Un gamin mort, dit-on, a été ensorcelé par un renard. Mais l’hésitation fantastique ne se limite pas aux vieilles légendes. Une scène bluffante, cauchemardesque, semble échappée d’un étrange film d’horreur. Le fantastique est casse-gueule, comme ce décrochage narratif particulièrement acrobatique. Tetsuichirô Tsuta parvient à créer un espace-temps onirique hyper excitant : ce qu’on voit est-il réel, est-ce un souvenir ou un rêve, un fantasme ou un regret ? On s’y perd comme dans cette superbe scène de nuit dans une maison abandonnée où l’un des personnages tombe par hasard sur une jeune fille éclairée à la lanterne. Il y a un grand écart entre la majesté du décor et les petites histoires qui s’y passent, entre l’humilité apparente du projet et sa liberté absolue : le temps d’une scène, comme ce plan séquence situé vers la fin du film, on a le sentiment que tout peut arriver.

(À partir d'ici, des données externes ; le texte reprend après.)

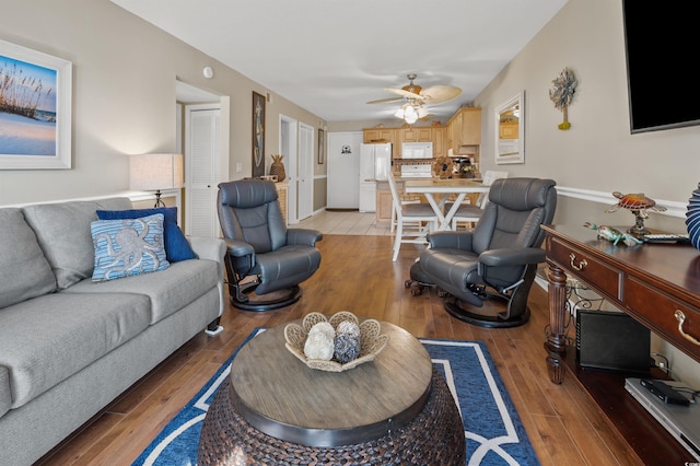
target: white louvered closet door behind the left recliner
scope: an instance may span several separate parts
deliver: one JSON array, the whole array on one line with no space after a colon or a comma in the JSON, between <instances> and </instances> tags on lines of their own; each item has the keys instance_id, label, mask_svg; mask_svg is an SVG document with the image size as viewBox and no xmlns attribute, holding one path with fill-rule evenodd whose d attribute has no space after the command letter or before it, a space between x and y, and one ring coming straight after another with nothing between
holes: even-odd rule
<instances>
[{"instance_id":1,"label":"white louvered closet door behind the left recliner","mask_svg":"<svg viewBox=\"0 0 700 466\"><path fill-rule=\"evenodd\" d=\"M188 107L186 130L188 149L186 225L191 236L220 236L217 217L217 189L219 173L219 108Z\"/></svg>"}]
</instances>

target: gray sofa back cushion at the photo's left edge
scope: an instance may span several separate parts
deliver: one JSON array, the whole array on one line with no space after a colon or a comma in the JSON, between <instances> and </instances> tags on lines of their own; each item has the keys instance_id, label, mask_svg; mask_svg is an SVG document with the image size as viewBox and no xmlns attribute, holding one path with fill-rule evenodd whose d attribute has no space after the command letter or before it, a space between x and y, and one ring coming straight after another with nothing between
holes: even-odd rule
<instances>
[{"instance_id":1,"label":"gray sofa back cushion at the photo's left edge","mask_svg":"<svg viewBox=\"0 0 700 466\"><path fill-rule=\"evenodd\" d=\"M20 209L0 209L0 308L56 290L51 266Z\"/></svg>"}]
</instances>

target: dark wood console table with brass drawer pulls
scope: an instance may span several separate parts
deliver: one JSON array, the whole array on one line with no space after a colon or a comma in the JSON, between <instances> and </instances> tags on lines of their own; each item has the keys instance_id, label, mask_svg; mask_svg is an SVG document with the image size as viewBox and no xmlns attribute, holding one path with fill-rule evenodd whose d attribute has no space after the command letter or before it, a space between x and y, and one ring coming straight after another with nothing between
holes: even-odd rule
<instances>
[{"instance_id":1,"label":"dark wood console table with brass drawer pulls","mask_svg":"<svg viewBox=\"0 0 700 466\"><path fill-rule=\"evenodd\" d=\"M583 225L545 225L549 265L549 378L568 369L646 464L682 464L690 455L625 389L625 374L583 371L567 354L567 275L700 362L700 251L691 245L614 245ZM622 228L619 228L623 231ZM631 375L627 375L631 376ZM660 459L661 463L655 459Z\"/></svg>"}]
</instances>

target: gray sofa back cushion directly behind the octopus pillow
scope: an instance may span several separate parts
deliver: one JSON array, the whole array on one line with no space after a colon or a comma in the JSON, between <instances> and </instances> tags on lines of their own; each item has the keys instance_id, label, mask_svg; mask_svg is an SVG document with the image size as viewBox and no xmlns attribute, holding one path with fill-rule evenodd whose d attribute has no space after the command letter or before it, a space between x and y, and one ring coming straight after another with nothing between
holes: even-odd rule
<instances>
[{"instance_id":1,"label":"gray sofa back cushion directly behind the octopus pillow","mask_svg":"<svg viewBox=\"0 0 700 466\"><path fill-rule=\"evenodd\" d=\"M101 210L130 209L128 198L37 203L23 208L44 255L54 269L59 290L92 277L95 253L90 223Z\"/></svg>"}]
</instances>

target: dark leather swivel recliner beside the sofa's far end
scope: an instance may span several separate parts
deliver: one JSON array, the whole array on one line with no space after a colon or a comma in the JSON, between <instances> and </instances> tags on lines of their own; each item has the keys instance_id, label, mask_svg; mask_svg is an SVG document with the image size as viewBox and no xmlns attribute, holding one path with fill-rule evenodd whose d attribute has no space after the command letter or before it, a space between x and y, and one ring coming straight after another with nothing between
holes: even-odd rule
<instances>
[{"instance_id":1,"label":"dark leather swivel recliner beside the sofa's far end","mask_svg":"<svg viewBox=\"0 0 700 466\"><path fill-rule=\"evenodd\" d=\"M315 244L323 234L287 229L272 182L221 183L217 206L228 246L231 303L246 311L270 311L299 301L299 283L320 265Z\"/></svg>"}]
</instances>

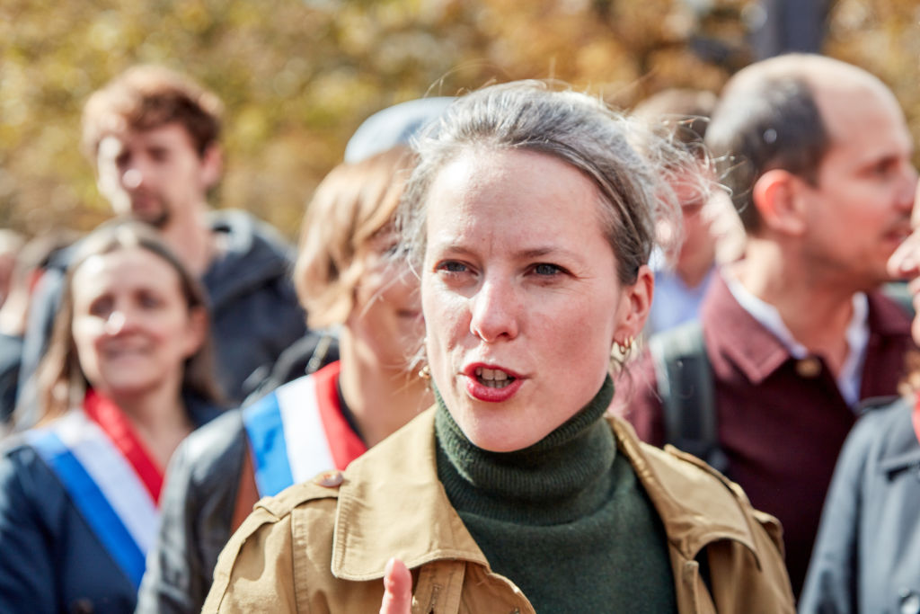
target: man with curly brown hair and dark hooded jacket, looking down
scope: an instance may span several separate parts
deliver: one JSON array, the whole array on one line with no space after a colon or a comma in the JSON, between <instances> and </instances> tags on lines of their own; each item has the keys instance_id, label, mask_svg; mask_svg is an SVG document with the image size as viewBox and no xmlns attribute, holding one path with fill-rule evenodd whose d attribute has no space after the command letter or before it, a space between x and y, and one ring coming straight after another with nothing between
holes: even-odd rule
<instances>
[{"instance_id":1,"label":"man with curly brown hair and dark hooded jacket, looking down","mask_svg":"<svg viewBox=\"0 0 920 614\"><path fill-rule=\"evenodd\" d=\"M213 314L218 380L239 401L247 377L273 363L306 325L289 279L290 246L245 212L209 210L208 193L223 171L222 115L213 92L185 75L135 66L87 100L82 145L114 214L153 226L201 279ZM20 383L44 351L66 264L65 255L41 284ZM34 408L28 392L21 400ZM29 422L24 415L22 423Z\"/></svg>"}]
</instances>

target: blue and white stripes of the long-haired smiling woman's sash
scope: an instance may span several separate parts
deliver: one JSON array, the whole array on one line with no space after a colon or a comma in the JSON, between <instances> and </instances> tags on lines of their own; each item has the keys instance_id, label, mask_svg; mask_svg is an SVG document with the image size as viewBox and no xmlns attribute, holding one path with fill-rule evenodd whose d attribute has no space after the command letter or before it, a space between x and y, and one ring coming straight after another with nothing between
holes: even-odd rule
<instances>
[{"instance_id":1,"label":"blue and white stripes of the long-haired smiling woman's sash","mask_svg":"<svg viewBox=\"0 0 920 614\"><path fill-rule=\"evenodd\" d=\"M89 401L87 395L87 406ZM159 511L151 485L109 431L110 424L103 430L86 411L73 410L47 427L32 429L27 437L103 547L139 587L147 550L156 539Z\"/></svg>"}]
</instances>

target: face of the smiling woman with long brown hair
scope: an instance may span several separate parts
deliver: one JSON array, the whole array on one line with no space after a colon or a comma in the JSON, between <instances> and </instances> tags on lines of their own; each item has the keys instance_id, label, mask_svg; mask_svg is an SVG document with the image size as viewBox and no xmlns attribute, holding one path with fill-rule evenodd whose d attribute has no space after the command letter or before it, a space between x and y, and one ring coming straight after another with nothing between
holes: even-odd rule
<instances>
[{"instance_id":1,"label":"face of the smiling woman with long brown hair","mask_svg":"<svg viewBox=\"0 0 920 614\"><path fill-rule=\"evenodd\" d=\"M73 336L87 381L110 397L181 385L205 315L190 311L178 272L143 248L91 256L74 273Z\"/></svg>"}]
</instances>

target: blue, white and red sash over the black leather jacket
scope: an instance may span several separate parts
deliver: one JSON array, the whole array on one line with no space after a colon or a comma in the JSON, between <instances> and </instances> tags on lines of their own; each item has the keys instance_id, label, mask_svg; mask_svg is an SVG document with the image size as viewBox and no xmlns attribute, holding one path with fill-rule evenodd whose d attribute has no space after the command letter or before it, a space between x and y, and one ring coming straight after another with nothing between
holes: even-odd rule
<instances>
[{"instance_id":1,"label":"blue, white and red sash over the black leather jacket","mask_svg":"<svg viewBox=\"0 0 920 614\"><path fill-rule=\"evenodd\" d=\"M339 362L277 388L243 410L259 496L282 492L366 450L339 406Z\"/></svg>"}]
</instances>

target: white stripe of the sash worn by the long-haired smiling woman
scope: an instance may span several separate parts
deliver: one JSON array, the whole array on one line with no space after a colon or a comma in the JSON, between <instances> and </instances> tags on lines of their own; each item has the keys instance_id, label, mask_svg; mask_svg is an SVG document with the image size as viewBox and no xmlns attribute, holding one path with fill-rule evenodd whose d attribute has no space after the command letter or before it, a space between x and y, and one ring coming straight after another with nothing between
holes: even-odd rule
<instances>
[{"instance_id":1,"label":"white stripe of the sash worn by the long-haired smiling woman","mask_svg":"<svg viewBox=\"0 0 920 614\"><path fill-rule=\"evenodd\" d=\"M155 543L159 511L128 459L83 411L70 411L49 428L83 465L146 554Z\"/></svg>"}]
</instances>

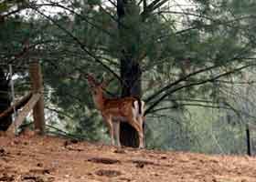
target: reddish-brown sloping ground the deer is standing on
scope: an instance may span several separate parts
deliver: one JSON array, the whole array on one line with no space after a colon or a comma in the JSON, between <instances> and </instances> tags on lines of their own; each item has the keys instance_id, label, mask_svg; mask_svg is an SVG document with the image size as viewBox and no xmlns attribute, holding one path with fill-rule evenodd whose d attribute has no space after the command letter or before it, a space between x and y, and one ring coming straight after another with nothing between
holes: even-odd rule
<instances>
[{"instance_id":1,"label":"reddish-brown sloping ground the deer is standing on","mask_svg":"<svg viewBox=\"0 0 256 182\"><path fill-rule=\"evenodd\" d=\"M0 136L0 181L256 182L256 157L117 148L53 136Z\"/></svg>"}]
</instances>

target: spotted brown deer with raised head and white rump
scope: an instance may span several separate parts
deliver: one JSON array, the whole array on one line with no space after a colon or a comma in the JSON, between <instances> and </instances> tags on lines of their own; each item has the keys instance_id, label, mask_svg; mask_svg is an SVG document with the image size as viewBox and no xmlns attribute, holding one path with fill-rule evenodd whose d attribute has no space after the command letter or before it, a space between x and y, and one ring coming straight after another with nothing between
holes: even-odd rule
<instances>
[{"instance_id":1,"label":"spotted brown deer with raised head and white rump","mask_svg":"<svg viewBox=\"0 0 256 182\"><path fill-rule=\"evenodd\" d=\"M94 105L101 112L101 116L108 126L112 146L114 146L115 137L117 146L121 147L120 122L128 122L138 133L139 148L143 148L144 101L135 96L108 98L104 95L105 82L99 83L91 75L86 77L91 89Z\"/></svg>"}]
</instances>

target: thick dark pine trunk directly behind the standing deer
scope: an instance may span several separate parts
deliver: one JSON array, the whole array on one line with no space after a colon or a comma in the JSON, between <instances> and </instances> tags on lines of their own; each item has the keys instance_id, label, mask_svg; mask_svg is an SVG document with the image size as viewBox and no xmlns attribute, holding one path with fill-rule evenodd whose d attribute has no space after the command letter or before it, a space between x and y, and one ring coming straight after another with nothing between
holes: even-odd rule
<instances>
[{"instance_id":1,"label":"thick dark pine trunk directly behind the standing deer","mask_svg":"<svg viewBox=\"0 0 256 182\"><path fill-rule=\"evenodd\" d=\"M120 65L121 65L121 79L122 96L136 96L141 97L141 68L134 56L133 46L127 42L127 25L123 21L127 15L127 0L117 0L117 15L119 20L119 38L120 38ZM128 25L129 26L129 25ZM134 43L136 44L136 43ZM127 123L121 123L120 126L120 141L126 147L138 147L139 137L136 130Z\"/></svg>"}]
</instances>

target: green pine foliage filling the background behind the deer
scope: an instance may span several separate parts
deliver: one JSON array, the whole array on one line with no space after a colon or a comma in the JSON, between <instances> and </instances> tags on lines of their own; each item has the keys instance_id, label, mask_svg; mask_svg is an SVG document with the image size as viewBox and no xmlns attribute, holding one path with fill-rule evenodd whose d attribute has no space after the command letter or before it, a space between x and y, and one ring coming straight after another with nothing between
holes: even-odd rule
<instances>
[{"instance_id":1,"label":"green pine foliage filling the background behind the deer","mask_svg":"<svg viewBox=\"0 0 256 182\"><path fill-rule=\"evenodd\" d=\"M9 12L14 2L22 3L6 2L0 4L1 13ZM234 99L244 94L231 90L224 81L237 87L232 82L243 81L246 74L236 72L225 79L206 80L253 64L255 3L191 3L192 8L185 6L180 12L163 5L142 16L142 7L129 2L127 15L120 20L120 32L115 7L100 0L64 2L67 9L54 15L40 7L31 10L37 15L10 15L1 23L1 62L12 60L27 40L29 45L37 45L15 64L27 66L32 58L42 63L47 112L55 113L48 124L93 141L108 140L84 76L91 73L99 79L113 78L108 91L119 96L121 83L110 70L120 71L124 50L142 68L147 107L155 106L146 119L147 147L244 153L243 124L232 126L220 117L229 114L226 107L233 110L231 116L244 113L241 103L245 101ZM212 68L207 69L209 66ZM27 72L18 75L19 89L27 89ZM233 95L227 94L227 89Z\"/></svg>"}]
</instances>

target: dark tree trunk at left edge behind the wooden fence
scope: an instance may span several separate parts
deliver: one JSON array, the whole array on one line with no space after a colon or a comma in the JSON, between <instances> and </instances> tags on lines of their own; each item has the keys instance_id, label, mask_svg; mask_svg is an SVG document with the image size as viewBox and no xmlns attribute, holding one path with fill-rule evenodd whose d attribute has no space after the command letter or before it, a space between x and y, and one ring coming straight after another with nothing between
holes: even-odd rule
<instances>
[{"instance_id":1,"label":"dark tree trunk at left edge behind the wooden fence","mask_svg":"<svg viewBox=\"0 0 256 182\"><path fill-rule=\"evenodd\" d=\"M10 105L9 81L6 79L5 72L0 68L0 113L5 111ZM12 116L5 116L0 119L0 131L6 131L12 124Z\"/></svg>"}]
</instances>

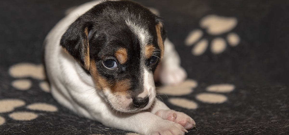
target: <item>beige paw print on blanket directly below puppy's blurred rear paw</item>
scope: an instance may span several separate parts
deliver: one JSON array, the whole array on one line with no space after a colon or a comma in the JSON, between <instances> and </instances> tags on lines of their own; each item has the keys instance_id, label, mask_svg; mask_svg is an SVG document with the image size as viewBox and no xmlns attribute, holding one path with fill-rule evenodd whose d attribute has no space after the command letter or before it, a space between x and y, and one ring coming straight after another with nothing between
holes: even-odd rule
<instances>
[{"instance_id":1,"label":"beige paw print on blanket directly below puppy's blurred rear paw","mask_svg":"<svg viewBox=\"0 0 289 135\"><path fill-rule=\"evenodd\" d=\"M176 86L164 86L158 89L159 94L171 95L171 96L183 96L194 92L194 88L198 86L197 82L192 79L188 79L185 82ZM229 93L235 89L233 84L214 84L206 87L206 91L197 93L195 98L203 103L224 103L228 98L220 93ZM168 101L175 105L186 109L197 109L199 105L187 98L173 97Z\"/></svg>"}]
</instances>

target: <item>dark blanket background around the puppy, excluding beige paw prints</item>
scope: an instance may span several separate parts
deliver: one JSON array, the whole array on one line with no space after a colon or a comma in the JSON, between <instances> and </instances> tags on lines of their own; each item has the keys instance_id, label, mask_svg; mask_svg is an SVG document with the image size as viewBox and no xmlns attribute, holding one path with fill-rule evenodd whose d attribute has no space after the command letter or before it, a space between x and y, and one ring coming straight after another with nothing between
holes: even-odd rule
<instances>
[{"instance_id":1,"label":"dark blanket background around the puppy, excluding beige paw prints","mask_svg":"<svg viewBox=\"0 0 289 135\"><path fill-rule=\"evenodd\" d=\"M86 1L5 0L0 4L0 99L19 98L28 103L47 102L58 112L43 114L37 121L10 120L0 126L0 134L125 134L105 129L96 121L80 118L60 106L50 93L31 92L10 86L14 78L8 69L19 62L40 64L42 42L49 30L65 16L68 8ZM225 94L223 104L200 105L196 110L169 107L192 116L197 129L187 134L286 134L289 133L289 1L137 0L156 8L164 18L168 37L176 45L188 77L198 81L200 93L210 84L230 83L236 89ZM209 49L193 56L184 45L189 32L199 28L208 14L233 16L233 29L240 37L237 47L215 55ZM225 37L225 35L222 35ZM212 39L213 36L206 35ZM33 80L37 82L37 80ZM195 93L194 93L195 94ZM194 100L194 94L185 96ZM170 97L170 96L169 96ZM163 97L166 99L166 97ZM20 108L19 110L25 110ZM213 113L214 112L214 113ZM21 132L24 130L25 132Z\"/></svg>"}]
</instances>

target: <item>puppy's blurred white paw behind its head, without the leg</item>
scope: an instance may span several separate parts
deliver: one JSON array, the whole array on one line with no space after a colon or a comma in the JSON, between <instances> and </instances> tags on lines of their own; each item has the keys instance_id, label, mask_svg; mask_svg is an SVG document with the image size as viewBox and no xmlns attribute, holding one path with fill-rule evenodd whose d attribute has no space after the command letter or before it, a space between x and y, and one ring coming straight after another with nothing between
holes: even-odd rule
<instances>
[{"instance_id":1,"label":"puppy's blurred white paw behind its head, without the leg","mask_svg":"<svg viewBox=\"0 0 289 135\"><path fill-rule=\"evenodd\" d=\"M160 82L164 85L176 85L187 78L186 71L181 66L162 67L160 71Z\"/></svg>"}]
</instances>

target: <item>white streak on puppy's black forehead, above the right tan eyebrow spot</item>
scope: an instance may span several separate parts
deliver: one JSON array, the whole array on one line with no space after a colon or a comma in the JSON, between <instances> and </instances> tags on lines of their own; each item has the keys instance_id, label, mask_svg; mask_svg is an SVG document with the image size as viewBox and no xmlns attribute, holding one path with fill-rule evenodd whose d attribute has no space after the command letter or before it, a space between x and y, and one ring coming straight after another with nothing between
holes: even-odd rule
<instances>
[{"instance_id":1,"label":"white streak on puppy's black forehead, above the right tan eyebrow spot","mask_svg":"<svg viewBox=\"0 0 289 135\"><path fill-rule=\"evenodd\" d=\"M129 19L125 20L125 23L130 27L131 31L134 34L136 34L136 36L138 36L138 39L140 40L142 48L148 44L152 36L149 34L149 32L146 29L144 29L141 25L136 24L135 22Z\"/></svg>"}]
</instances>

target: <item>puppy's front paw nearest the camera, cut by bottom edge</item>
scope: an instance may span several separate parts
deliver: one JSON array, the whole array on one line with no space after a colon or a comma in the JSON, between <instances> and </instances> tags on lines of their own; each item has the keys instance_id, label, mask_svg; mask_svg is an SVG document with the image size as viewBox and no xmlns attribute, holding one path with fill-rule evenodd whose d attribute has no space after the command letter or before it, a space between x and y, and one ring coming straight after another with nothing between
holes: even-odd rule
<instances>
[{"instance_id":1,"label":"puppy's front paw nearest the camera, cut by bottom edge","mask_svg":"<svg viewBox=\"0 0 289 135\"><path fill-rule=\"evenodd\" d=\"M188 132L180 124L168 120L160 119L155 124L148 133L149 135L184 135Z\"/></svg>"}]
</instances>

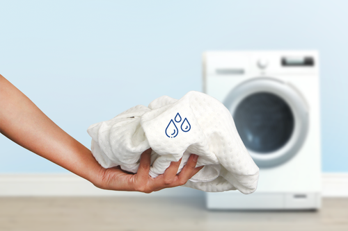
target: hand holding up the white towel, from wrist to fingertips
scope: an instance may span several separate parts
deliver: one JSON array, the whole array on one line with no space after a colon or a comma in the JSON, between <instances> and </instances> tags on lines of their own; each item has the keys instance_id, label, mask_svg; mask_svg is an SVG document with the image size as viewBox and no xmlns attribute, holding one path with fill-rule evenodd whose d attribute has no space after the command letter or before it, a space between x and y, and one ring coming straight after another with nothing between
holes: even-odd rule
<instances>
[{"instance_id":1,"label":"hand holding up the white towel, from wrist to fingertips","mask_svg":"<svg viewBox=\"0 0 348 231\"><path fill-rule=\"evenodd\" d=\"M141 154L137 173L126 173L120 169L120 166L104 169L104 171L100 172L99 180L93 184L102 189L141 191L150 194L152 191L184 185L189 178L198 173L200 169L203 169L203 166L195 168L198 155L191 154L180 174L176 173L181 159L178 162L171 162L164 174L157 176L157 178L152 178L149 176L150 155L151 148Z\"/></svg>"}]
</instances>

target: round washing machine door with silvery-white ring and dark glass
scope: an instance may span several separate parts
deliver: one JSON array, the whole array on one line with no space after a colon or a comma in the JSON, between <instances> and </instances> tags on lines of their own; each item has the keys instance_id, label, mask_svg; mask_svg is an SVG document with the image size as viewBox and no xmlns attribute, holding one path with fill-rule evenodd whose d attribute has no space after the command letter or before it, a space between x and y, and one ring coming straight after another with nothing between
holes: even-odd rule
<instances>
[{"instance_id":1,"label":"round washing machine door with silvery-white ring and dark glass","mask_svg":"<svg viewBox=\"0 0 348 231\"><path fill-rule=\"evenodd\" d=\"M306 139L307 104L294 87L276 78L248 80L232 89L223 104L260 168L289 161Z\"/></svg>"}]
</instances>

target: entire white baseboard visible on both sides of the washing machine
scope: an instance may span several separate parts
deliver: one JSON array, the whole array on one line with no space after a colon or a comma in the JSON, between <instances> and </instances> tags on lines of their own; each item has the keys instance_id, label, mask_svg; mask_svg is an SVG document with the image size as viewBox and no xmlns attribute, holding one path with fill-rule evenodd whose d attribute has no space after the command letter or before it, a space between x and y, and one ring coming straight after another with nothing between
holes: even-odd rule
<instances>
[{"instance_id":1,"label":"entire white baseboard visible on both sides of the washing machine","mask_svg":"<svg viewBox=\"0 0 348 231\"><path fill-rule=\"evenodd\" d=\"M109 191L72 173L0 174L0 196L202 196L187 187L164 189L152 194ZM322 196L348 197L348 173L323 173Z\"/></svg>"}]
</instances>

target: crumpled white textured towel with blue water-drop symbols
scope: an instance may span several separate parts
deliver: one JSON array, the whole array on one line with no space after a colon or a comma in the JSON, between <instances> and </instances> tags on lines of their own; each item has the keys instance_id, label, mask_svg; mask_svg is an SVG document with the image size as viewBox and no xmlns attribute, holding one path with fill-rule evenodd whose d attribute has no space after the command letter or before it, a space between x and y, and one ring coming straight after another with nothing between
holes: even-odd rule
<instances>
[{"instance_id":1,"label":"crumpled white textured towel with blue water-drop symbols","mask_svg":"<svg viewBox=\"0 0 348 231\"><path fill-rule=\"evenodd\" d=\"M182 99L161 96L148 107L137 105L88 128L92 153L104 168L120 166L136 173L141 153L152 148L150 176L164 173L182 157L199 155L203 166L186 187L203 191L255 191L259 169L240 139L228 109L200 92Z\"/></svg>"}]
</instances>

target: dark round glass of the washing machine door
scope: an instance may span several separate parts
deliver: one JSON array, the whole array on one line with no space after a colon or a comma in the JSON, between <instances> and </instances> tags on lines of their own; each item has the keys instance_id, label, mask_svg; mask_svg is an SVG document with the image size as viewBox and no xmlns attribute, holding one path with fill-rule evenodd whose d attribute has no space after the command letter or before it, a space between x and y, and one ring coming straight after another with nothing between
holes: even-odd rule
<instances>
[{"instance_id":1,"label":"dark round glass of the washing machine door","mask_svg":"<svg viewBox=\"0 0 348 231\"><path fill-rule=\"evenodd\" d=\"M284 146L294 130L294 116L287 103L275 94L251 94L237 106L233 116L246 148L271 153Z\"/></svg>"}]
</instances>

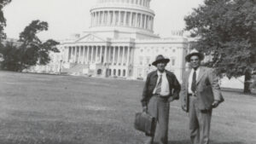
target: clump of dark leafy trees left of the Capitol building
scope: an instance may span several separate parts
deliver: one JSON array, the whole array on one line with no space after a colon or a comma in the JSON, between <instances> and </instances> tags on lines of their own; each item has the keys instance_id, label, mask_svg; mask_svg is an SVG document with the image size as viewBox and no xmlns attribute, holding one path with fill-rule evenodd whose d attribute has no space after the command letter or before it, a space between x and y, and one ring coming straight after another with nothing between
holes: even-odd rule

Indice farceur : Naomi Kawase (lire notre entretien), dont le cinéma mêle réalisme documentaire et vertige fantastique, joue ici… une scientifique (aux côtés notamment de la jeune Rina Takeda, vue dans les folies de Noboru Iguchi). Car au-delà du propos sur la société japonaise et ses contradictions, son Japon rural et son tunnel creusé jusqu’au présent, le grand succès de Tetsuichirô Tsuta est poétique – s'égarer dans The Tale of Iya est un bonheur.